Schmidt’s favorite saying is “Don’t bet against the Internet.” What he is really saying, however, is don’t bet against Google.
I heard Schmidt wax poetic about not betting against the Internet (Google) last August at the Search Engine Strategies conference (see “Google CEO’s new paradigm: ‘cloud computing and advertising go hand-in-hand’”).
Schmidt has now taken pen to paper for “The Economist” in an aptly titled piece “Don’t bet against the Internet.” Schmidt’s soliloquy asks us to “just imagine” a future when a “new entrant” offers “free or better versions” of applications via “cloud computing.”
Schmidt concludes his pitch that “desktop software will be overtaken by internet-based services” by revealing:
We’re betting on the internet because we believe that there’s a bull market in imagination online.

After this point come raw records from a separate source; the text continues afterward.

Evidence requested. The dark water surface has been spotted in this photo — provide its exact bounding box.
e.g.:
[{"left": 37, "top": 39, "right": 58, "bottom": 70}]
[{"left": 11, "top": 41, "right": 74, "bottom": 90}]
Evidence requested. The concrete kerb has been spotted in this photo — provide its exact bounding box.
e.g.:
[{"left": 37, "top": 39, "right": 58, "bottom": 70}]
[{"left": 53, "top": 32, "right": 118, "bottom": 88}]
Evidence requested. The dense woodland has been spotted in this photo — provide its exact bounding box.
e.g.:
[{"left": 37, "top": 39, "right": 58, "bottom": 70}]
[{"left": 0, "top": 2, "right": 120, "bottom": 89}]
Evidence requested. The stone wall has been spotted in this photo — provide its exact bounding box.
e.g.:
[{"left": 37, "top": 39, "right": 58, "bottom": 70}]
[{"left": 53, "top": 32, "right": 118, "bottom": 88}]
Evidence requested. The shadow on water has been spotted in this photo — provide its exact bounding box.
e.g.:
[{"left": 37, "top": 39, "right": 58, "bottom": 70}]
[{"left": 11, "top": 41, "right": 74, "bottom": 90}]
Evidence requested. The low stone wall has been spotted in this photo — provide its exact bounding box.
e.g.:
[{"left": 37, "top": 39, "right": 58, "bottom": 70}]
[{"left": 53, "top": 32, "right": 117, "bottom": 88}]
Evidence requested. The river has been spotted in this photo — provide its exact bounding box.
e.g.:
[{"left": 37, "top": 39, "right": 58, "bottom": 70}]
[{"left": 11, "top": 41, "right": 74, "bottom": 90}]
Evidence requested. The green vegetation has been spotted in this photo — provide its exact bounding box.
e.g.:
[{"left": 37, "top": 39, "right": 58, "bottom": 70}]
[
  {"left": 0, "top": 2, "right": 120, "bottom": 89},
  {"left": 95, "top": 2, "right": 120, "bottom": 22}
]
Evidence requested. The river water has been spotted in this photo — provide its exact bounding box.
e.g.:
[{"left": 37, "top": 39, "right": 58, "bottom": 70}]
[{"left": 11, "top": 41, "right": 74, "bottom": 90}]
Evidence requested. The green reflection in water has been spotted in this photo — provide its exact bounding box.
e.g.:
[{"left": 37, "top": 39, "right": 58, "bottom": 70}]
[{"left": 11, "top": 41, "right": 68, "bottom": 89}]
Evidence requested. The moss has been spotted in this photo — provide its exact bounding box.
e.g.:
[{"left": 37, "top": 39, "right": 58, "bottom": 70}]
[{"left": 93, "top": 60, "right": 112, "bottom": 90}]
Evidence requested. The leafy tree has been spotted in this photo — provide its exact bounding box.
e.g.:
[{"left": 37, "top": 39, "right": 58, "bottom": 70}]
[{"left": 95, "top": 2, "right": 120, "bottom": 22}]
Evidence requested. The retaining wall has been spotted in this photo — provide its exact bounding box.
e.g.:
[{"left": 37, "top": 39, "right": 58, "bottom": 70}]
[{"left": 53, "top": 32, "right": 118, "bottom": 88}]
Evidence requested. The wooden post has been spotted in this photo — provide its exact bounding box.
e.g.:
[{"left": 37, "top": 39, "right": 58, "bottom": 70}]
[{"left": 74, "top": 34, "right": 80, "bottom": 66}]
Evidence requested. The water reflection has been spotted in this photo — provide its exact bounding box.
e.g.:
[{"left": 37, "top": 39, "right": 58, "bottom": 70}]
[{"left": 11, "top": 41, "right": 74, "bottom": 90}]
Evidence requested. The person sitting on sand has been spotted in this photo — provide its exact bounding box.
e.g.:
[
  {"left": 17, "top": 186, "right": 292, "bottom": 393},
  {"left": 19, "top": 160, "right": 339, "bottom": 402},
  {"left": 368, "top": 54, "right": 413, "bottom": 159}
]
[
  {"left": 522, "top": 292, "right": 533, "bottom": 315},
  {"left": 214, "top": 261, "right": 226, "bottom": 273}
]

In “GOOG @ $510: Do you buy or sell?” I ask Is the Google magic indefatiguable? Is there still time to catch the Google stock wave?
Schmidt, apparently, believes the GOOG bull market has just begun.
Fellow ZDNet blogger Larry Dignan puts forth, however, “Is Eric Schmidt getting too cocky?”
Perhaps the Google trio has a plan to bring down Microsoft, but Silicon Valley executives have plenty of treadmarks from trying. Schmidt is right about cloud computing and a new paradigm, but it wouldn't it make more sense to wage guerilla warfare instead of a frontal assault?
Microsoft CEO Steve Ballmer is headed to the Big Apple next week to announce at the NASDAQ a "New Day For Business,” or, rather, a new day for Microsoft, to “mark the business availability” of Windows Vista and Office 2007.
Google’s “frontal assault” to Microsoft Office is Google Apps Enterprise Edition and Google is indeed waging warfare against Microsoft.
I have been on the front lines of the battle; I spent several hours at the NYC Googleplex last week and heard the top Google Enterprise sales exec call for nothing less than “Death to the (Microsoft) hierarchy” (see "Google Enterprise strategy: ‘Death to the hierarchy’" and “Google battles Microsoft” and “Google: Who needs advertising?”).
I asked Michael Lock, Director of North American Sales for Google Enterprise, for a projection of when Google will succeed in bringing “Death to the hierarchy,” but no specific date for an absolute demise of the "hierarchy" was provided.
A target time for a new day for Google Apps Enterprise Edition was offered, however: Q1 2007.